After some planning and coordination, part of my itinerary was a trip to Cairo; the plan was to join the group for the package-holiday trip in Marsa Alam and leave a day early to travel solo to Cairo for a few days. While Cairo isn’t on the list (actually, I’m going to add it), I have always wanted to see the pyramids and thought that this would be a good opportunity to do so. I’d then fly back home to London from Cairo and get back in time to be in the office on Monday. The plan was sound but didn’t quite work out, I’ll explain…
Landing in Marsa Alam Airport was a very different experience than Hurghada, the airport is tiny and most of the few flights are to European destinations to serve the tourism. After buying a visa at the exchange desk and a 10 euro SIM card it was a 40minute drive to the hotel and dive centre. The roads here are quite perilous, not the worst I’ve experienced but are pretty sketchy.
We were staying at the Dreams Beach Resort Marsa Alam and diving with the in-resort centre, Deep Ocean Blue. Janine and Tony had been here before so knew what to expect, they are good friends with the owner and have even instructed at the centre before - I knew we’d be in good hands!

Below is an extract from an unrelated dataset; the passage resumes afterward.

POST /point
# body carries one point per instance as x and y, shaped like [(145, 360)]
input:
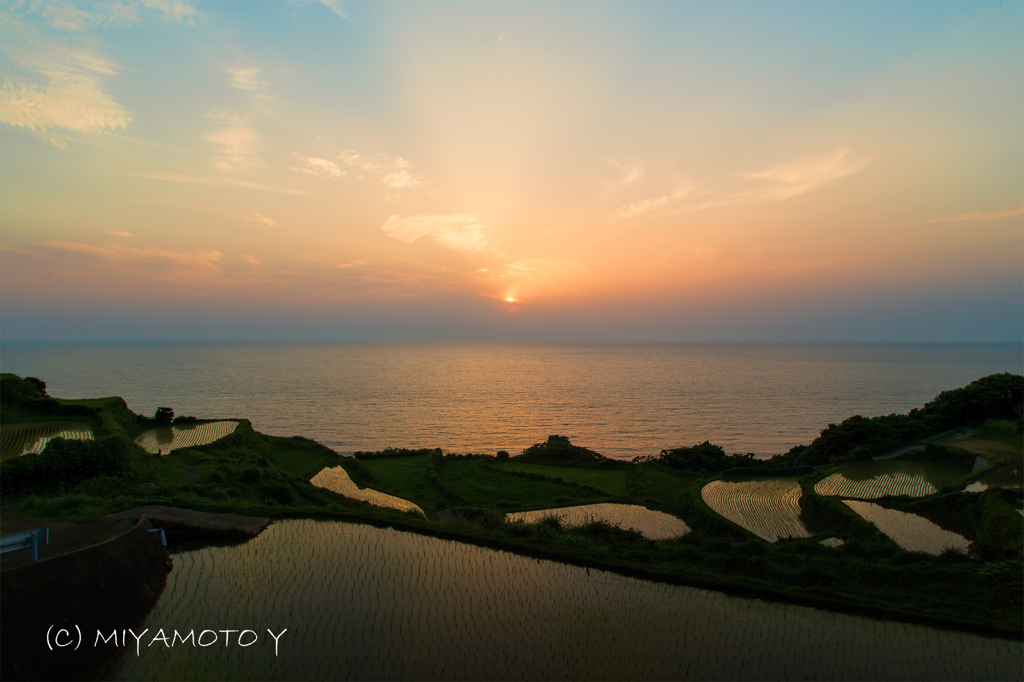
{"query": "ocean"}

Over the week I did several dives with my dive buddy Ant, the house reef was particularly good, it was great to be able to walk to the beach and just dive in. The highlight of the trip was an excursion dive south of the resort where after waiting around in the water we were able to see a Dugong (Sea Cow) which was absolutely fantastic.
The resort was good but not amazing, we were visiting in the low season so there were very few guests in comparison with the size of the hotel. The quality and availability of food was, however, very good, as were the drinks and snacks. Unfortunately, a few days in I was not too well and spent much of the holiday recovering from The Pharaoh’s Revenge. It didn’t really stop me from doing too much but it certainly wasn’t a pleasant experience!
The day ahead of my flight to Cairo I decided that I wasn’t well enough so sadly decided to cancel that portion of the trip. Luckily the hotel and flight to London were both refundable, so it wasn’t a huge problem. It was a big shame, I was really looking forward to getting to the pyramids and checking out Cairo.
One of the highlights of staying in Marsa Alam was Port Ghalib, a large marina south of the airport where there is a collection of restaurants and shops catering to international tourists. The atmosphere here was very relaxing with great beer, drinks and food available at reasonably cheap prices. behind the major promenade, there is a small street where vendors sell knockoff handbags, watches and shoes. If you’re in the market for that kind of stuff, this is the place.
On the last day of the holiday Nader, the owner of Deep Ocean Blue took the group to a restaurant in El Qoseir. The town was a 40-minute drive from the resort in the opposite direction to everywhere else we had been. It was an excellent experience, we ate Egyptian bread, tahini, lamb kebab, chicken and soup. While in El Qoseir I was able to sneak away from the table and buy some unusual snacks and drinks for the way home, including some Egyptian cheese (of course). We spent only a short time in the town but It was very interesting, it was almost completely untouched by tourism, I loved coming here!
A great trip diving, with fantastic company and although there was less diving than the previous trip I really enjoyed being able to relax and get out to see some of Egypt. The pyramids will need to wait!